Amino acid variation at VP1-145 of enterovirus A71 determines the viral infectivity and receptor usage in a primary human intestinal model

Ikrame Aknouch; Inés García-Rodríguez; Francesca Paola Giugliano; Carlemi Calitz; Gerrit Koen; Hetty van Eijk; Nina Johannessson; Sjoerd Rebers; Lieke Brouwer; Vanesa Muncan; Koert J Stittelaar; Dasja Pajkrt; Katja C Wolthers; Adithya Sridhar

doi:10.3389/fmicb.2023.1045587

Amino acid variation at VP1-145 of enterovirus A71 determines the viral infectivity and receptor usage in a primary human intestinal model

Front Microbiol. 2023 Apr 17:14:1045587. doi: 10.3389/fmicb.2023.1045587. eCollection 2023.

Authors

Ikrame Aknouch^{1

2

3}, Inés García-Rodríguez^{1

2}, Francesca Paola Giugliano⁴, Carlemi Calitz^{1

2}, Gerrit Koen¹, Hetty van Eijk¹, Nina Johannessson^{1

2}, Sjoerd Rebers¹, Lieke Brouwer^{1

2}, Vanesa Muncan⁴, Koert J Stittelaar⁵, Dasja Pajkrt², Katja C Wolthers¹, Adithya Sridhar^{1

2}

Affiliations

¹ Department of Medical Microbiology, OrganoVIR Labs, Amsterdam UMC, Location Academic Medical Center, University of Amsterdam, Amsterdam, Netherlands.
² Department of Pediatric Infectious Diseases, Emma Children's Hospital, Amsterdam UMC, Location Academic Medical Center, University of Amsterdam, Amsterdam, Netherlands.
³ Viroclinics Xplore, Schaijk, Netherlands.
⁴ Tytgat Institute for Intestinal and Liver Research, Amsterdam Gastroenterology Endocrinology and Metabolism, Amsterdam UMC, Academic Medical Center, University of Amsterdam, Amsterdam, Netherlands.
⁵ Department of Epidemiology, Bioinformatics and Animal Models, Wageningen Bioveterinary Research, Wageningen University, Wageningen, Netherlands.

Abstract

Enterovirus A71 (EV-A71) can elicit a wide variety of human diseases such as hand, foot, and mouth disease and severe or fatal neurological complications. It is not clearly understood what determines the virulence and fitness of EV-A71. It has been observed that amino acid changes in the receptor binding protein, VP1, resulting in viral binding to heparan sulfate proteoglycans (HSPGs) may be important for the ability of EV-A71 to infect neuronal tissue. In this study, we identified that the presence of glutamine, as opposed to glutamic acid, at VP1-145 is key for viral infection in a 2D human fetal intestinal model, consistent with previous findings in an airway organoid model. Moreover, pre-treatment of EV-A71 particles with low molecular weight heparin to block HSPG-binding significantly reduced the infectivity of two clinical EV-A71 isolates and viral mutants carrying glutamine at VP1-145. Our data indicates that mutations in VP1 leading to HSPG-binding enhances viral replication in the human gut. These mutations resulting in increased production of viral particles at the primary replication site could lead to a higher risk of subsequent neuroinfection.
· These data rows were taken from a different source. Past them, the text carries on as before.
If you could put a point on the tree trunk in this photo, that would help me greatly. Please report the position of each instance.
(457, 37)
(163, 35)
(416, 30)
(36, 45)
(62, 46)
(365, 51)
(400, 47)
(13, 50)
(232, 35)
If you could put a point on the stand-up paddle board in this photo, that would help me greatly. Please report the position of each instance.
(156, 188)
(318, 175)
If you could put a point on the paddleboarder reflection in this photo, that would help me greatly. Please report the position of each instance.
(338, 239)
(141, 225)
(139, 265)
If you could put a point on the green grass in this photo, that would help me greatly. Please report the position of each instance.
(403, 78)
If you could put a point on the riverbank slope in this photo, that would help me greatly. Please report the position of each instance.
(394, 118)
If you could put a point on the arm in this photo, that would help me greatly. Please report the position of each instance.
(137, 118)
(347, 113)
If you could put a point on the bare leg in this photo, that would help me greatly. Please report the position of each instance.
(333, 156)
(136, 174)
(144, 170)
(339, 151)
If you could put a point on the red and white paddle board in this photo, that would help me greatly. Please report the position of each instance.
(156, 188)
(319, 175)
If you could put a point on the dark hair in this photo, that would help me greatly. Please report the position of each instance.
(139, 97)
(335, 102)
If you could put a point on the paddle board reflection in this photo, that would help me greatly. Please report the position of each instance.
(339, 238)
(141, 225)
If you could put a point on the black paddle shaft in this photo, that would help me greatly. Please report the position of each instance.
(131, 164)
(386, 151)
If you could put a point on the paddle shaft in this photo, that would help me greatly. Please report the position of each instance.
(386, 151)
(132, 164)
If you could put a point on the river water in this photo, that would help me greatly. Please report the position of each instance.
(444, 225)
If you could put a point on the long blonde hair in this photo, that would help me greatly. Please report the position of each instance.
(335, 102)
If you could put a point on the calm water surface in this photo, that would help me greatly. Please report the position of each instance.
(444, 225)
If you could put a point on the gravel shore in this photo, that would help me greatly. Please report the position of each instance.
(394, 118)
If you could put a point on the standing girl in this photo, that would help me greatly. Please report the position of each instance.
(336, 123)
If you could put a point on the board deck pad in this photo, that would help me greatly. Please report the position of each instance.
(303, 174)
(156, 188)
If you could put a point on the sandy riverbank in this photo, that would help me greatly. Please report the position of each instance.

Importance: With the near eradication of polio worldwide, polio-like illness (as is increasingly caused by EV-A71 infections) is of emerging concern. EV-A71 is indeed the most neurotropic enterovirus that poses a major threat globally to public health and specifically in infants and young children. Our findings will contribute to the understanding of the virulence and the pathogenicity of this virus. Further, our data also supports the identification of potential therapeutic targets against severe EV-A71 infection especially among infants and young children. Furthermore, our work highlights the key role of HSPG-binding mutations in the disease outcome of EV-A71. Additionally, EV-A71 is not able to infect the gut (the primary replication site in humans) in traditionally used animal models. Thus, our research highlights the need for human-based models to study human viral infections.Graphical Abstract.

Keywords: EV-A71; Transwell; VP1-145; heparin sulfate proteoglycan; human inestinal organoids; polarized epithelium.